The question all founding artistic directors must ask: Theatre? Or Theater?

Yes, it's the age-old, not-really-that-important, but fascinating nonetheless, question of how to spell Theatre. Or Theater. And what does your spelling choice say about who you are? Hm...

A common thought of these spellings is simply that "theatre" is the British spelling of that dramatic word, whereas "theater" is the American word, like a host of other American vs. British spellings, and it's been that way for generations. Center and Centre. Color and colour. But "color" and "center" were also sometimes used in British English, and English was wildly and widely inconsistent in spellings for centuries... Yes, we started nailing things down with dictionaries a few hundred years ago, and yes, there actually are reasons why spelling has developed as it has, having to do with entomology and phonetics--which is intriguing but lengthy and not necessary to delve into here! But in terms of this one word, theatre/theater--it's not actually an old British vs. American word.

Apparently, the "re" spelling was used pretty much throughout Britain and the United States until the last 50 years or so.  Rob Weinert-Kendt wrote a recent article in American Theatre where he explains:

The etymology, if we must go there, is that “theatre” has been the accepted English spelling since roughly the 17th century, deriving from the French, in turn deriving from the Greek (“theatron”), while “theater” is a relatively recent American revival of an old Middle English spelling.

Okay, so what's the difference? Is theatre for the stage and theater for showing movies? Is a theater the venue and theatre the art? We could look at these stats from

Searching a selection of 40 American news and cultural publications that put their content online, theaters appears 8,500 times from 2000 to the present, against just under 200 instances of theatres. This just suggests that theater is the preferred spelling for actual venues (the art form is a mass noun so would only rarely be pluralized), which no one seems to dispute. What’s more interesting is that the phrase theater critic appears 260 times against three instances of theatre critic, theater actor appears 43 times against zero instances of theatre actor, theater scene appears 60 times against two instances of theatre scene, and the phrase contemporary theater appears 27 times against two instances of contemporary theatre (and both of these are in names of buildings).

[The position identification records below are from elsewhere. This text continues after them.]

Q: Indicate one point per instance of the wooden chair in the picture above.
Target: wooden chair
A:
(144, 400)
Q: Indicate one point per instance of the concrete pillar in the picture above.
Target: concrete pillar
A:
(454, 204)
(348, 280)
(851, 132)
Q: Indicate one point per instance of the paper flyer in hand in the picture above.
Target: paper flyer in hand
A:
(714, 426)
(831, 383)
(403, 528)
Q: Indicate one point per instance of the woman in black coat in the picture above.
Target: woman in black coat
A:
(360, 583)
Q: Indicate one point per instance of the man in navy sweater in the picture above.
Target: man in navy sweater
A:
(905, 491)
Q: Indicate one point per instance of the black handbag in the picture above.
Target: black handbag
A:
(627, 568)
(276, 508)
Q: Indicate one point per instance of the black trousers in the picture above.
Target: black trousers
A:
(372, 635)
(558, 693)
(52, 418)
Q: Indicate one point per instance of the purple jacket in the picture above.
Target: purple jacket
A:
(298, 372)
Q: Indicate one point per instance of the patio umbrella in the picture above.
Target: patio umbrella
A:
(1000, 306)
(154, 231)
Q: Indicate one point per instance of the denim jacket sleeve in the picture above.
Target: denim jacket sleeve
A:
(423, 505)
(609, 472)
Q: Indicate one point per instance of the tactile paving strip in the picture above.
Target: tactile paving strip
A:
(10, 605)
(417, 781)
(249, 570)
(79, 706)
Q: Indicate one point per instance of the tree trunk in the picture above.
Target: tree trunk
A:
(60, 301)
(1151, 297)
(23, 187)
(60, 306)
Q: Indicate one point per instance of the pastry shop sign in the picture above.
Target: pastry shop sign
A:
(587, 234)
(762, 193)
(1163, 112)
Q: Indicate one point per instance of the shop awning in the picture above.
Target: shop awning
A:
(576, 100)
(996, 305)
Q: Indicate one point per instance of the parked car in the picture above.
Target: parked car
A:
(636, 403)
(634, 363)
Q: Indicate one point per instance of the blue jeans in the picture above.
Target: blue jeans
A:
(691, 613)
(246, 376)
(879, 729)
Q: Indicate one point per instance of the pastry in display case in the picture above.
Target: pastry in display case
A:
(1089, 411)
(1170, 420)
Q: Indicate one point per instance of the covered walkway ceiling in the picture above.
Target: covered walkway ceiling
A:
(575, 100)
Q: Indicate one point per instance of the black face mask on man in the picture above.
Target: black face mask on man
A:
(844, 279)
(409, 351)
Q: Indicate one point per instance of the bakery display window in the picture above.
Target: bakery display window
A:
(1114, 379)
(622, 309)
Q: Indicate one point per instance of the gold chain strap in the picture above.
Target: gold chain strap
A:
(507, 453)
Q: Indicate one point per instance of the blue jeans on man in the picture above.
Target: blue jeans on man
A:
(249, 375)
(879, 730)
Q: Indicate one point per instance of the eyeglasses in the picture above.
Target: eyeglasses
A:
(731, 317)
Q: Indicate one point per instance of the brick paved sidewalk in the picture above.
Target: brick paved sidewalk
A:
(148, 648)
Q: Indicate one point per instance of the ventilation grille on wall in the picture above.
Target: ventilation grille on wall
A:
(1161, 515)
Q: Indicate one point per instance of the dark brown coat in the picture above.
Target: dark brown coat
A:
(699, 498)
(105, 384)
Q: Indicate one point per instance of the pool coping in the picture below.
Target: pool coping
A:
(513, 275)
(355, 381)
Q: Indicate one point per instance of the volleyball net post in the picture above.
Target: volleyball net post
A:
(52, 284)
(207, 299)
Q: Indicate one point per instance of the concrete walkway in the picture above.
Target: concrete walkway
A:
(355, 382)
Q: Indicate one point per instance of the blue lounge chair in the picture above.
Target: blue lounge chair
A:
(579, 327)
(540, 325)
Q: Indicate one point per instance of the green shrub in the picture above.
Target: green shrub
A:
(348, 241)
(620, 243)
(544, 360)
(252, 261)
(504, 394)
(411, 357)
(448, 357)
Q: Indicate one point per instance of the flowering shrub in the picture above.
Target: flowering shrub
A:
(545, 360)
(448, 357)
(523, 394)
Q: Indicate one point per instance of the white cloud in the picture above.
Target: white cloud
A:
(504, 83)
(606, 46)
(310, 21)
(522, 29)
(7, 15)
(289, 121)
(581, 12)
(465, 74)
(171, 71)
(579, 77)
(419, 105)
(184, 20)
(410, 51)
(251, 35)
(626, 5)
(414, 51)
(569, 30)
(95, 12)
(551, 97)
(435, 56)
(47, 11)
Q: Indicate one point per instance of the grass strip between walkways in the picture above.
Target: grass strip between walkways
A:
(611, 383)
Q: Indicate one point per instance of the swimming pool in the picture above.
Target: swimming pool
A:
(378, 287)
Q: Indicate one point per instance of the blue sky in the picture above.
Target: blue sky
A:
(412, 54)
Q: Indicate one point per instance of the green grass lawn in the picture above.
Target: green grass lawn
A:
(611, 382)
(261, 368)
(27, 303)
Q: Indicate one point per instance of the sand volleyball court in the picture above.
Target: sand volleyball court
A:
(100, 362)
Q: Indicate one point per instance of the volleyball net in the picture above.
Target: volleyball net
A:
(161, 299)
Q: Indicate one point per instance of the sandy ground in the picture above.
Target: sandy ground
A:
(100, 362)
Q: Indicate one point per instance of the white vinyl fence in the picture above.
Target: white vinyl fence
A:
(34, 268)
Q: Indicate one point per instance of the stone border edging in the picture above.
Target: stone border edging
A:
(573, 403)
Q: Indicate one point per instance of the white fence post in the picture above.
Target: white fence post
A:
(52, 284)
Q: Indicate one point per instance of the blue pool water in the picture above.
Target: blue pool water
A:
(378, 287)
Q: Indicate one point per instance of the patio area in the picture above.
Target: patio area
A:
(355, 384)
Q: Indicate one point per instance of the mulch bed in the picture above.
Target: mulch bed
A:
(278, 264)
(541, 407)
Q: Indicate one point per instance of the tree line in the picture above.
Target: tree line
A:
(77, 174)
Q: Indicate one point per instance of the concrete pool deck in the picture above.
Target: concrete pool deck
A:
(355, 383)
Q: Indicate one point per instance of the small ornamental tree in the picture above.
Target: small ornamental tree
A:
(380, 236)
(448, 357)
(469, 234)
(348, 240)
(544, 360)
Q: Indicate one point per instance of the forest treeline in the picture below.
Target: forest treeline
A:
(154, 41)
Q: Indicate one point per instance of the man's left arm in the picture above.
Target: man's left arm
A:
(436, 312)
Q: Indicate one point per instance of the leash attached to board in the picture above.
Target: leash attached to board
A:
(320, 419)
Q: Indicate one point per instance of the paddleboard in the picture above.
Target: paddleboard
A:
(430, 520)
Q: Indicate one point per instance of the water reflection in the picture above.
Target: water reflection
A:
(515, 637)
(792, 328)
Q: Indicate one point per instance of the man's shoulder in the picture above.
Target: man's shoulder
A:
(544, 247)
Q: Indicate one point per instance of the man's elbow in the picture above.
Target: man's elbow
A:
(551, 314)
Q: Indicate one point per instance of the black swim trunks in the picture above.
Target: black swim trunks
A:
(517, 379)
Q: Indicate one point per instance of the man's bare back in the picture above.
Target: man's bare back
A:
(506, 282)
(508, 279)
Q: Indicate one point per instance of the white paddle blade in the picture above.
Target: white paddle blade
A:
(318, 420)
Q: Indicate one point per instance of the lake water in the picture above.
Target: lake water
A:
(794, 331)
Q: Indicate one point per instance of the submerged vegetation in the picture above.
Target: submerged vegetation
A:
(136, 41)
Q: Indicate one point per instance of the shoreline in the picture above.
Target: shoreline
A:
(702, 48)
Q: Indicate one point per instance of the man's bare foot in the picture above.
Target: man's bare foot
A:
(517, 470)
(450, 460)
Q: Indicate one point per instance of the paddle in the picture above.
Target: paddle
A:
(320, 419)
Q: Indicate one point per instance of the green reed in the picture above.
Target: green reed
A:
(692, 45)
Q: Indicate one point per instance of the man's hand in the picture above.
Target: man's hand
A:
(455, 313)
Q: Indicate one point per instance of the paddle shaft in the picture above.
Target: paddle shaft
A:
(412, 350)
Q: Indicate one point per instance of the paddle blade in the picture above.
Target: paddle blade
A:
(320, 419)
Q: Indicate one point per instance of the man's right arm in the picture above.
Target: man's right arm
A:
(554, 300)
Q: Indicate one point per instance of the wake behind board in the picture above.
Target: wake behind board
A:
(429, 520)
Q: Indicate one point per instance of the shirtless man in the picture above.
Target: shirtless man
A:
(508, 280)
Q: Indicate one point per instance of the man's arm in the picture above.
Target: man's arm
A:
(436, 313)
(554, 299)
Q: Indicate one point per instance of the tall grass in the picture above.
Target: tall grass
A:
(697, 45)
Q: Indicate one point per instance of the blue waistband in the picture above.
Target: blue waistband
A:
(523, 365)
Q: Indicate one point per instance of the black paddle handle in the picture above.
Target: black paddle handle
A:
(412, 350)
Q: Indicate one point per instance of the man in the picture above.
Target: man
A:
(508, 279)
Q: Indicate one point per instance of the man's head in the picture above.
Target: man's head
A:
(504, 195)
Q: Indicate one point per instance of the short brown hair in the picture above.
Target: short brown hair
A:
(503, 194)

Still--what's the connotation for a theatre or theater company? And does it matter? Does "re" sound more pretentious and foreign? Is "er" a spelling more modern or inclusive for the "everyday" person? Or is "re" cool and youthful and worldly? Is "er" more xenophobic and stale? Can they both have both connotations? Why do founding artistic directors choose the spellings that they do? I know a few, and could ask a few, but for now, let's just look at the stat Weinert-Kendt points out: "Of the 511 member theatres listed here [Members of TCG] which use the word in their name, just 87 spell it “theater,” with a whopping 242 continuing with “theatre.”

So who knows. Let's just hope no one is judging a theatre/er company by its spelling. Because a whole lot of theatre companies and theater companies are putting out some meaningful and inspiring theatre and theater. Maybe a spelling is just a spelling. And a forever theater, or theatre, ice-breaker.